PACIO Project Recommendation for Personal Advance Care Plan

  • Data Class: Advance Directives (Level 1) 

  • Data Element: Personal Advance Care Plan (Level 1) 

  • Recommendation: Include the Personal Advance Care Plan data element in the USCDI V4. 

  • Rationale: The PACIO (Post-Acute Care Interoperability) Project, established February 2019, is a collaborative effort between industry, government, and other stakeholders, with the goal of establishing a framework for the development of FHIR implementation guides to facilitate health information exchange. The PACIO Community believes the Personal Advance Care Plan data element is critical to enable the exchange of information that focuses on a narrative description and supporting documentation, in particular PDFs or scanned images. 

PACIO Comments on Personal Advance Care Plan

Remove “Personal Advance Care Plan” as a data element: While the concept of “Personal Advance Care Plan” remains important to be included in the USCDI, further community discussion led to clarification of the request of this item. The “Personal Advance Care Plan” concept is better described as a bundle of information which includes the data elements of “Healthcare Agent”, “Priorities Under Certain Health Conditions”, “Priorities Upon Death”, “Quality of Life Priorities” and “Care Experience Preferences”. The recommendation to advance the data elements that are part of the bundled Personal Advance Care Plan items are identified and justified in each specified data element.

PACIO support to remove “Personal Advance Care Plan”

The PACIO Project agrees with the recommendation to remove the data element titled “Personal Advance Care Plan”. PACIO supports the advancement of the data elements composing this bundle instead: “Healthcare Agent” “Priorities Under Certain Conditions”, “Priorities Upon Death”, “Quality of Life Priorities”, and “Care Experience Preferences”.

Established February 2019, the PACIO Project is a collaborative effort between industry, government, and other stakeholders, with the goal of establishing a framework for the development of FHIR implementation guides to facilitate health information exchange. The PACIO community is open to all interested parties and currently includes over 50 individuals and organizations. On behalf of the PACIO Project leadership team, the PACIO Community voted 9/29/21 and unanimously supports the document and recommendations as posted 9/28/21 by Lisa R Nelson. PACIO members were involved in the creation of that document based on experiences in advance directive content adjudication and FHIR implementation guide development.

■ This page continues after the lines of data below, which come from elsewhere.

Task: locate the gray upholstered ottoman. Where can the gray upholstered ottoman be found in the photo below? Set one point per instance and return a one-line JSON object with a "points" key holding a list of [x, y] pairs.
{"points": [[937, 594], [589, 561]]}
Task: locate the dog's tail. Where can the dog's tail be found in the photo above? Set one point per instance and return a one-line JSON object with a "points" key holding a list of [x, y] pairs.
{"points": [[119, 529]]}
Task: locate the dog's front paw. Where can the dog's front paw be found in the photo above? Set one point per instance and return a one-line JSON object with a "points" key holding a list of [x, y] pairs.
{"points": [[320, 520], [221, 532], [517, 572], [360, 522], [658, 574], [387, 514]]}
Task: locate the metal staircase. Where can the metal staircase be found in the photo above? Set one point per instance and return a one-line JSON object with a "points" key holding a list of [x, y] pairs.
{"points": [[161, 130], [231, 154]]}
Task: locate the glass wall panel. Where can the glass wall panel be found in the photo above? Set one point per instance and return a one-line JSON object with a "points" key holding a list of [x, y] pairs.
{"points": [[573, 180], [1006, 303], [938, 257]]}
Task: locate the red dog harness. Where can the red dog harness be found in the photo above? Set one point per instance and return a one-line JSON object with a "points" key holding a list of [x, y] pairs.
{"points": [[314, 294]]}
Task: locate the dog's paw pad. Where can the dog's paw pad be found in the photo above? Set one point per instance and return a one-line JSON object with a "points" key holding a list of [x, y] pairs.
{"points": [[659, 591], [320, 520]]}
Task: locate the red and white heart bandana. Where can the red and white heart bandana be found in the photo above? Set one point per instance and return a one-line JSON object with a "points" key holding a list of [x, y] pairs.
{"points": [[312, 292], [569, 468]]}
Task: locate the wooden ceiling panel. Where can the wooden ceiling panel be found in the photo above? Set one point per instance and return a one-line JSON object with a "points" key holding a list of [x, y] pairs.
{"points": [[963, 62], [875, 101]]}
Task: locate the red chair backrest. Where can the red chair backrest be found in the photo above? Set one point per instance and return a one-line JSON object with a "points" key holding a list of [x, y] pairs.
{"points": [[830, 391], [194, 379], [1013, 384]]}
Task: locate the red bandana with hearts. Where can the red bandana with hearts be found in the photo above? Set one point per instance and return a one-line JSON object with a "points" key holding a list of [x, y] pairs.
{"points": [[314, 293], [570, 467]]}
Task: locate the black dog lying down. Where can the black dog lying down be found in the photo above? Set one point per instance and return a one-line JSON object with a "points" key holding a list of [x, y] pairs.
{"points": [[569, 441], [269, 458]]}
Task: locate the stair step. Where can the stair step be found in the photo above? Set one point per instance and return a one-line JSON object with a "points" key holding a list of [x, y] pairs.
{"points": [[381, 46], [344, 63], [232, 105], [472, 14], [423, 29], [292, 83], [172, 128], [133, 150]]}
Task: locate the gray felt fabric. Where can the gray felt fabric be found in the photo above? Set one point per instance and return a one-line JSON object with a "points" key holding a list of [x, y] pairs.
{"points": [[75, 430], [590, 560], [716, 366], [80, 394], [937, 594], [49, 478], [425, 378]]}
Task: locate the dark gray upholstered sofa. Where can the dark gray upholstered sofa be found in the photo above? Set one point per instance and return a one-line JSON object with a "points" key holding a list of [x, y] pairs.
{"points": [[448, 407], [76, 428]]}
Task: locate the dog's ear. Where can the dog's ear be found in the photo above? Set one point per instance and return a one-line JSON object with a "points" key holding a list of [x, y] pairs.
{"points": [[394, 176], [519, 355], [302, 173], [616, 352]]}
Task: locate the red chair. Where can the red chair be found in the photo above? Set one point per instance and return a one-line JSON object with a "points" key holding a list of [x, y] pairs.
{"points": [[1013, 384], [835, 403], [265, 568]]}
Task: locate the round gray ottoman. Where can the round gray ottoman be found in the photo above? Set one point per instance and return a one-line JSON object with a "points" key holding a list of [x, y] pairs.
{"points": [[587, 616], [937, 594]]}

Remove “Personal Advance Care Plan” as a data element

While the concept of “Personal Advance Care Plan” remains important to be included in the USCDI, further community discussion led to clarification of the request of this item. The “Personal Advance Care Plan” concept is better described as a bundle of information which includes the data elements of “Healthcare Agent”, “Priorities Under Certain Conditions”, “Priorities Upon Death”, “Quality of Life Priorities” and “Care Experience Preferences”.  The recommendation to advance the data elements that are part of the bundled Personal Advance Care Plan items are identified and justified in each specified data element.